The elderly dacha dweller turns up, wheeling a bicycle. He wants to make a good impression on the ballerina and has donned sporting gear. He is festooned with a gun, ammunition belt and telescope. The thought of the forthcoming meeting excites him. His wife turns up at the same spot. She is wearing ballet shoes to surprise the male dancer. It is time to put the plan in action. Suddenly, the dacha dweller catches sight of his beautiful ballerina , his Sylphide, in the middle of a clump of trees. It is in fact the ballerina’s partner, in female garb, but the old man does not notice this. His wife, who is observing him, objects to his flirting and chases off her husband. But she, in turn, is frightened by the tractor driver who, still in his dogskin, is riding the bicycle. Appearing in her partner’s costume, the ballerina mocks the dacha dweller’s wife. Finally, they both run off.
Enter Pyotr, the agricultural student. He is waiting for the dancer from the distant capital, but instead, he is met by his own wife, disguised as the dancer. He fails to recognize her. Joking and flirting with him, Zina disappears into the bushes. This lyrical scene gives way to slapstick. The old dacha dweller and male dancer disguised as the ballerina now come running in. ‘Romantic passions’ reach an all-time high. The ballerina, dressed in male clothing, comes out from behind the bushes, and makes a scene. She demands satisfaction from the dacha dweller. There follows a comic duel. The first to fire is the disguised ballerina. She misses. Now the old dacha dweller is handed a pistol. Though he is frightened, he takes aim. Simultaneously, Gavrilych bangs a pail, and the old man thinks he has fired. Immediately the ballerina’s partner falls to the ground as though shot. The horrified dacha dweller takes to his heels. No sooner has he disappeared, than the ‘victim’ comes to life and dances amid the laughter of the delighted plotters.
The beginning of the morning of the following day. The harvest festival. In the meadow, an improvised stage for the artistes. All the seats are taken. Pyotr, the agricultural student, is waiting on tenterhooks for the show to begin so that he can see the ballerina whom (he thinks) he met last night in the woods.
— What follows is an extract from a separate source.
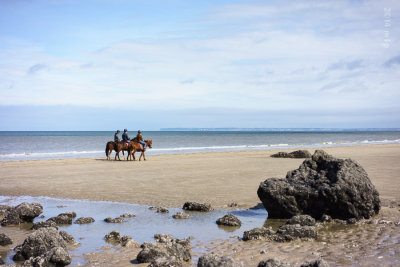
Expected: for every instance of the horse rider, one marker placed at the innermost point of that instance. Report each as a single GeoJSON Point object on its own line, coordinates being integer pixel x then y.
{"type": "Point", "coordinates": [116, 137]}
{"type": "Point", "coordinates": [125, 137]}
{"type": "Point", "coordinates": [139, 139]}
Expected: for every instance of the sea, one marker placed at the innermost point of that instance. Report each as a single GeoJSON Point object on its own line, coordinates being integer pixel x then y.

But to his great astonishment two dancers, dressed exactly alike, appear on stage, their faces hidden by masks. Their dance over, Pyotr, unable to restrain himself, rushes towards them. They raise their veils and the secret is out. Pyotr, who sees one of the ballerinas is his wife, timidly begs her forgiveness. Eventually they are reconciled. Pyotr has learnt his lesson: he now knows that his modest Zina is both a first-class worker and a marvelous ballerina. The festival ends with a general dance in which alt young and old take part, together with the guest artistes.